It was fucking ridiculous. Nuts. Everybody thought it was okay. Nobody ever said anything. Her father never said to me, ‘What
are you doing? Why are you going to Atlantic City at eleven o’clock?’

“One time when we were in Atlantic City I snuck downstairs at like six in the morning, while Stefanie was sleeping. She woke
up. She came downstairs and she found me at the table. I was drinking. She goes, ‘What the fuck are you doing?’ I was down
to like three grand, from the forty thousand. And the pit boss is like, ‘Get him out of here.

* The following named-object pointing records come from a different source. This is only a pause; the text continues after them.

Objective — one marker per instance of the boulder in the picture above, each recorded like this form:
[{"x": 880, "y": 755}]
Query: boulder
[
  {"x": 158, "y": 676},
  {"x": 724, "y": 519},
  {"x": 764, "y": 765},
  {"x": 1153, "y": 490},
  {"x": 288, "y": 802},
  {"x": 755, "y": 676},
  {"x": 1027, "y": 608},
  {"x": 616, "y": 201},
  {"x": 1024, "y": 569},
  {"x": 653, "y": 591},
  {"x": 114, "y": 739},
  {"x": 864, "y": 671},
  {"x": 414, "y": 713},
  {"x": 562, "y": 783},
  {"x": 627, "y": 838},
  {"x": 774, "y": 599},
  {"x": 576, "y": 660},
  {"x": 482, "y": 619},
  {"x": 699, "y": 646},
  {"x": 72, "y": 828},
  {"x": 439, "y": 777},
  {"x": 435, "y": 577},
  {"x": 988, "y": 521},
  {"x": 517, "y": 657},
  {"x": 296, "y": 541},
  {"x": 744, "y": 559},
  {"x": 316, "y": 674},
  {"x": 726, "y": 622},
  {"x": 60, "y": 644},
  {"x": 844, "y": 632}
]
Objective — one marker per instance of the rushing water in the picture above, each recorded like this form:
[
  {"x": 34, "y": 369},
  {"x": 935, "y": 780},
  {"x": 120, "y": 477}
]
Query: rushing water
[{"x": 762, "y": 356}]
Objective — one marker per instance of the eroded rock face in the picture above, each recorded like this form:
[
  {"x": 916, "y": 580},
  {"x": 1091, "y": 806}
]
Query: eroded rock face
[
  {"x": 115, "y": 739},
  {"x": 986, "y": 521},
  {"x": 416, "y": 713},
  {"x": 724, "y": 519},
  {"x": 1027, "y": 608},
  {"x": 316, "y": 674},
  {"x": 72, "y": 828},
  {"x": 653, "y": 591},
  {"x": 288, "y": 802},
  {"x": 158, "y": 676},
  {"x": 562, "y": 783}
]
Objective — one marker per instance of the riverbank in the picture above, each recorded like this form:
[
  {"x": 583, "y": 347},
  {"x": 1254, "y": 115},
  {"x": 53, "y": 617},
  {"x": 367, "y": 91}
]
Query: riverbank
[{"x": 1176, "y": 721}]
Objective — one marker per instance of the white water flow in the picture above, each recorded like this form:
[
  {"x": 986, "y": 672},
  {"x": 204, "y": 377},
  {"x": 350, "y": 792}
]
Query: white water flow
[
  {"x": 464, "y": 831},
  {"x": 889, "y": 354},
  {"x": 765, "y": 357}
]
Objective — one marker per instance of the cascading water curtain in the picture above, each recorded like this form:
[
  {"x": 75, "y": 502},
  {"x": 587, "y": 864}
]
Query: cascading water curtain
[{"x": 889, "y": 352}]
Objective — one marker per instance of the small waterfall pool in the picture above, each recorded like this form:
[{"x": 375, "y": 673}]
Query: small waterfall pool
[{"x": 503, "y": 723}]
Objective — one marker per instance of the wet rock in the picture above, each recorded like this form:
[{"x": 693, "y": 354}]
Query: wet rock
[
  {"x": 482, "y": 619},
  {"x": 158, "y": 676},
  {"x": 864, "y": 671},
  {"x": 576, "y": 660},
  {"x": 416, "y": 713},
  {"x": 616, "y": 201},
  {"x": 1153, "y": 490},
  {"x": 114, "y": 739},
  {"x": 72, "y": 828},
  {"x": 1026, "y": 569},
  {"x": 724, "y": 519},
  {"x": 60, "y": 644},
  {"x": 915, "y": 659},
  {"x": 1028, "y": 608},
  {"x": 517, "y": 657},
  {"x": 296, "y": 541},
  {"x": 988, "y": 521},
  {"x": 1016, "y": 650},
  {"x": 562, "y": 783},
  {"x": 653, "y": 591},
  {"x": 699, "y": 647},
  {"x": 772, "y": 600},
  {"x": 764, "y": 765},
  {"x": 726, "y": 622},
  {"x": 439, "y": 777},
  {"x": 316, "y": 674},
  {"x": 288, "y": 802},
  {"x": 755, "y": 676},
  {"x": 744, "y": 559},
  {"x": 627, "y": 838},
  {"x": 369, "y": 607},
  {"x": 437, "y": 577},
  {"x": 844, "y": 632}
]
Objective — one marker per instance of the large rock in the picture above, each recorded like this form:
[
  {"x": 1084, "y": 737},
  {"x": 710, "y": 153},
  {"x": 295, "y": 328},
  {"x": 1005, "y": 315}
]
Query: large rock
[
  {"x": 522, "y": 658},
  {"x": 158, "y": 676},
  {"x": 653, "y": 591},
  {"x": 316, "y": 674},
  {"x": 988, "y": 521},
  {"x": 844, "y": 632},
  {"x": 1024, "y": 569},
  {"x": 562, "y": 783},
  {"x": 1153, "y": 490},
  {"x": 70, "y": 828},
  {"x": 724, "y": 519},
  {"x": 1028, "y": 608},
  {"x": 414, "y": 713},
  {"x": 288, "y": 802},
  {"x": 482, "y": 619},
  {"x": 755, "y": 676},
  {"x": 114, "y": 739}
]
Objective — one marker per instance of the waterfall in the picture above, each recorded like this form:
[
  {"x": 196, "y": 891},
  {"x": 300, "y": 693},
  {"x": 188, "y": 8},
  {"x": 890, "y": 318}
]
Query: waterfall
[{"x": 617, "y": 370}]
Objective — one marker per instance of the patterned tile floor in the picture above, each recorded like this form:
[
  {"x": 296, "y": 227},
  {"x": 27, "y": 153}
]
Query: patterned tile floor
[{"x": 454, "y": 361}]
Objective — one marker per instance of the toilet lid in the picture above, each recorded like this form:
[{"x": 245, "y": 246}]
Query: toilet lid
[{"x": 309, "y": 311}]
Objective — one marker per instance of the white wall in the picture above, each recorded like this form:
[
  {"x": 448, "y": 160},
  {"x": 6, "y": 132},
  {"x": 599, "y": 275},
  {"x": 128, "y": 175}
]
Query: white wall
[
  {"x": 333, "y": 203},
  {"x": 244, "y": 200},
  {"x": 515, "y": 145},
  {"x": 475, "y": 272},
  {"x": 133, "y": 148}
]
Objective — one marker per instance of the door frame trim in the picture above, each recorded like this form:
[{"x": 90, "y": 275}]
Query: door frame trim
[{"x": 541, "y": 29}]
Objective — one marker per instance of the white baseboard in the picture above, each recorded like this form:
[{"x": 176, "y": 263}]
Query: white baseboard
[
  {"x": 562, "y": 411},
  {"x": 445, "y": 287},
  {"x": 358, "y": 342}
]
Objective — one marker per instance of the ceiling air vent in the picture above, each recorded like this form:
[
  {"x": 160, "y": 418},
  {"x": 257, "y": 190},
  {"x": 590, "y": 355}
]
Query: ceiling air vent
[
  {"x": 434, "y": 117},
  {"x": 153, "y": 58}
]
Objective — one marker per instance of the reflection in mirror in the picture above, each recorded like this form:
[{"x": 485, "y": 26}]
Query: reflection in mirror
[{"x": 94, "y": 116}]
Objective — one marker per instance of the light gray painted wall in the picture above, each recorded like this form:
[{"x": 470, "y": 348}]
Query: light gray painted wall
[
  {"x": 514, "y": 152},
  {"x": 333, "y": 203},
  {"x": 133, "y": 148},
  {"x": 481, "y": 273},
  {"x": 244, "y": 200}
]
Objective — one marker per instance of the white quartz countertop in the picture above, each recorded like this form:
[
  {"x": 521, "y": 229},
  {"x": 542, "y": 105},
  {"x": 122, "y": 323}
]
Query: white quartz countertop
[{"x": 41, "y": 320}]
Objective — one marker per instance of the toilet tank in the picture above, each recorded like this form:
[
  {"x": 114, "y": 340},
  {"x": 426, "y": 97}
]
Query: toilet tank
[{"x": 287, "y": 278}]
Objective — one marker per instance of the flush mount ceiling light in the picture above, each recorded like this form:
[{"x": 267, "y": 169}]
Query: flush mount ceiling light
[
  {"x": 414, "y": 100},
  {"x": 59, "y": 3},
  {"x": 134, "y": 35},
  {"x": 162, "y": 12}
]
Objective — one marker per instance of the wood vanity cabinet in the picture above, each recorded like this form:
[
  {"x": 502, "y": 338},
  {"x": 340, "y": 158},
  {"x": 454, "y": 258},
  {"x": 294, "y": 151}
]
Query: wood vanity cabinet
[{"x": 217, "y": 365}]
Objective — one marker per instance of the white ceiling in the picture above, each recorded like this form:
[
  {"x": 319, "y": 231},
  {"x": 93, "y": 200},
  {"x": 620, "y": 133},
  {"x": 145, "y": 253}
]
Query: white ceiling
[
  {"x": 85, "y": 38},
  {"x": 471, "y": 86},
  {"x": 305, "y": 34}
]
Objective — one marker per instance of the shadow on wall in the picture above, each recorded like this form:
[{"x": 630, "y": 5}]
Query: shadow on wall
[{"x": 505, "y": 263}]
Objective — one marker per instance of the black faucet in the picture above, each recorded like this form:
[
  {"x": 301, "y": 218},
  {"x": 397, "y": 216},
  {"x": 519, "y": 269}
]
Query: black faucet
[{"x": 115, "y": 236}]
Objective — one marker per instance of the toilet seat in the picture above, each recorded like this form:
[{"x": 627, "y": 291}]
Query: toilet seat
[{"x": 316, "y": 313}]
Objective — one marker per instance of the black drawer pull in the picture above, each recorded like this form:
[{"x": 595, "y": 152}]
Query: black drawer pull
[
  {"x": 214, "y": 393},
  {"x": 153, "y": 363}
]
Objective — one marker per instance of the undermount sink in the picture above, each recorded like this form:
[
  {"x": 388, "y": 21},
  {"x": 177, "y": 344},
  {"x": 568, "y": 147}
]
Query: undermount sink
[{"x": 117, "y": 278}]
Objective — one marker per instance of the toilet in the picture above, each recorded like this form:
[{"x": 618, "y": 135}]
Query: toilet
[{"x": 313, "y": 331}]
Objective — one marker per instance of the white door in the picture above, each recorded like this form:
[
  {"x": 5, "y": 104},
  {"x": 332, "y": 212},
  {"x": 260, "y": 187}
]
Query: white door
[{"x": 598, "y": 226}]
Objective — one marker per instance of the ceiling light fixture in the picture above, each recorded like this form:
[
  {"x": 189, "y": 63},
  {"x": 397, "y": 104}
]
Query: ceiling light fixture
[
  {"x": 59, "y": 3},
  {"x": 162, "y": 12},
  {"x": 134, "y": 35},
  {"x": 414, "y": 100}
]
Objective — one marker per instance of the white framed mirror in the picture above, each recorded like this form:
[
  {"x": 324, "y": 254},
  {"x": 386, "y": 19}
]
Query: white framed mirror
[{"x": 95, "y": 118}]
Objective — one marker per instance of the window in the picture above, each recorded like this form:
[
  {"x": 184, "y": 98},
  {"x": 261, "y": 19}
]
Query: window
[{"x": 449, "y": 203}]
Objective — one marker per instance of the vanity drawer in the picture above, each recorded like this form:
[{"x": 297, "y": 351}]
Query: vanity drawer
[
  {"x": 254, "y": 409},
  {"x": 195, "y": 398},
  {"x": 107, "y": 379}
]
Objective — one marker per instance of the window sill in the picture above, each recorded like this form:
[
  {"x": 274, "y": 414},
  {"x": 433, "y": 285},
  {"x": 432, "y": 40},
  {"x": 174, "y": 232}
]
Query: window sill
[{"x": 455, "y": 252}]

He’s fucking nuts.’ I had a
marker for like thirty grand.

“I went back to the room and threw up.”

CHAPTER TWENTY-NINE

Charlie liked Louis, and Louis had to admit that he was starting to like Charlie. No, he was not the kind of guy Louis would
want to hang out with under ordinary circumstances. But he didn’t mind being around the guy. And besides, having a Guy was
making more and more good solid business sense at Nationwide. That’s because Louis saw that he was going to have to deal with
gangsters whether he liked it or not.

Frank Coppa was coming up to Nationwide frequently now to get his cut from the IPOs, but mainly to be sure the brokers were
pushing Chic-Chick. Frank felt very strongly about the company. His sons were officers of Chic-Chick. Frank Junior was going
to be CEO. There was just no arguing with Frank on the subject. The company’s selling points, or lack thereof, were simply
not a topic for debate at 100 Wall Street when Frank was around.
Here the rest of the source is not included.